Israel is drunk for peace. Israel goes overboard for peace. Witness Israel’s withdrawal from the entirety of the Sinai Peninsula in 1982 for the sake of peace with Egypt. Witness Israel’s withdrawal from the entirety of Gaza for the sake of peace with the Palestinians — who did not reciprocate. Witness Israel’s agreement last week to release Palestinian prisoners, not for the sake of peace, but merely for the sake of peace talks. It is the Palestinians, not the Israelis, who have failed to deliver.

Perry continues:

“Some say the Palestinians are driving what Israelis view as a hard bargain because they already have lost some three-quarters of historical Palestine under the pre-1967 borders.”

The fallacy here is Perry’s convenient neglect to define “historical Palestine.” Should we define it as the land that the British allotted for the “Jewish National Home” in the Balfour Declaration of 1917? If so, no Arab called himself either a Palestinian or a Jordanian at that time. However, the entire territory between the Mediterranean Sea and the Jordan River, plus substantial territory east of the Jordan River, were allotted for the Jewish National Home. Under that definition of “historical Palestine,” it is Israel that has lost three-quarters of historical Palestine to Jordan and to the Palestinian Authority.

Should we define “historical Palestine” under the terms of the UN partition plan of 1947? If so, the loss of land that the Palestinians now deem their own is strictly the result of the Palestinian rejection of the UN plan, which gave the Palestinians the lion’s share of the territory between the Mediterranean Sea and the Jordan River. Look at the maps. The Palestinians threw away what they were due to receive on a silver platter. They did not “lose” their opportunity due to forces beyond their control; it was their choice.

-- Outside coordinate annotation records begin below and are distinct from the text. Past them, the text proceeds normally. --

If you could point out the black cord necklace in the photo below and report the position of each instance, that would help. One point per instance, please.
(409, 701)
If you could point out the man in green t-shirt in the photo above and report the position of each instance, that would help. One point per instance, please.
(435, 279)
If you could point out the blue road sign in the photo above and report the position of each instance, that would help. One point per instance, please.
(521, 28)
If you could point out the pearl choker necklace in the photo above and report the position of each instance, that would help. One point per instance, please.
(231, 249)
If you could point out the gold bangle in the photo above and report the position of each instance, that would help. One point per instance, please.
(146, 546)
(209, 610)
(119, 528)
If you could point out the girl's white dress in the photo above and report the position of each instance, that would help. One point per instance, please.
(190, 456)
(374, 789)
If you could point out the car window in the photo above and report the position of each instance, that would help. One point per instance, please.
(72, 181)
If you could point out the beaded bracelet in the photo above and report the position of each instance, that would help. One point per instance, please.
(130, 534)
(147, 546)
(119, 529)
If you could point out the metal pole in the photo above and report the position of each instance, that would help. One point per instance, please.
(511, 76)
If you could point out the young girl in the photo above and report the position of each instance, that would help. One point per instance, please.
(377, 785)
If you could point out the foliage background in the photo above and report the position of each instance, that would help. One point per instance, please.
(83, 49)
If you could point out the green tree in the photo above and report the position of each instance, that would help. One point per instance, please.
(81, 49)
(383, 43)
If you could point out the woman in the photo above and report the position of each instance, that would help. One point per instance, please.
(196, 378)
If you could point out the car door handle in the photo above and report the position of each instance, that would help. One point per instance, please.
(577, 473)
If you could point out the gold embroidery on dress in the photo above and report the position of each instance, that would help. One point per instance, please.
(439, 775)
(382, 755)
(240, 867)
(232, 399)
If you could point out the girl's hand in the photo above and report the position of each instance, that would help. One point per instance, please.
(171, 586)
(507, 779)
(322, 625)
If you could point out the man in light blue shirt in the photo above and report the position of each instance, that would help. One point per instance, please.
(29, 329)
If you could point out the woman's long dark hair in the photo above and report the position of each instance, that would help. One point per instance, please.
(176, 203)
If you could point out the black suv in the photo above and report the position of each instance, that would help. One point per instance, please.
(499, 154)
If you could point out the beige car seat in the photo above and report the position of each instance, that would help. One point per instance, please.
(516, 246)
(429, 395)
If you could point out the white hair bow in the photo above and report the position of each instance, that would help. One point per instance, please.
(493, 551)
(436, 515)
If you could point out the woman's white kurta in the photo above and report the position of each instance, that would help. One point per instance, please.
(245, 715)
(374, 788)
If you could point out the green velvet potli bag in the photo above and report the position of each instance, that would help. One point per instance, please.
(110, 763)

“ . . . contrary to the standard discourse, the Palestinians may not be the weaker party at all. While they suffer in various ways from the Israeli occupation of the West Bank and east Jerusalem, it is the Israelis who may actually need a partition of the Holy Land more.”

Perry goes on to say that Israel is losing the demographic battle, what with almost two million Arab citizens and some four million Palestinians on the West Bank, Gaza and east Jerusalem. “An Arab majority may follow that cannot forever be denied full democratic rights,” says Perry.

The fallacies here are multiple.

First, the lack of democracy for Palestinians in the Gaza Strip, from which Israel withdrew in 2005, is due entirely to the Palestinian failure to throw out its authoritarian, Hamas rulers. There is no “Arab Spring” in Gaza. No Palestinian-Israeli peace agreement will solve that.

Second, the head of thePalestinian Authority is in the ninth year of his four-year term. The failure of democracy in the West Bank is strictly a Palestinian matter. No Palestinian-Israeli peace agreement will solve that.

Third, those who restate the demographic argument ignore the data of the last decade, which show a much slowed Palestinian birth rate and a much increased Palestinian emigration rate. Perry’s demographic argument is old, outdated.

Perry continues: “For decades Israelis were told that they may have to make ‘painful sacrifices’ in exchange for peace. Now the narrative shifts: They might have to do it regardless, for demographics alone.”

Here, the fallacy that the Palestinian population is overcoming the Israeli Jewish population is carried to an extreme in the form of a “new narrative” that exists only in the mind of Dan Perry. A narrative that, in fact, serves as an advance apologia for a Palestinian refusal to make a deal with Israel. “This [demographic] understanding may be dampening Palestinian urgency to strike a deal,” writes Perry.

There you have it: Fallacy piled upon fallacy to justify the “same old same old”: A Palestinian refusal to acknowledge, as Egypt and as Jordan have acknowledged, the permanence and the legitimacy of a Jewish state in the Middle East.

And to think, this is what passes for analysis on the Middle East by the Associated Press. We only hope that fallacious expectations do not color the outcome of the peace talks — that Israel acts in its own best interests, not in what others say are its best interests.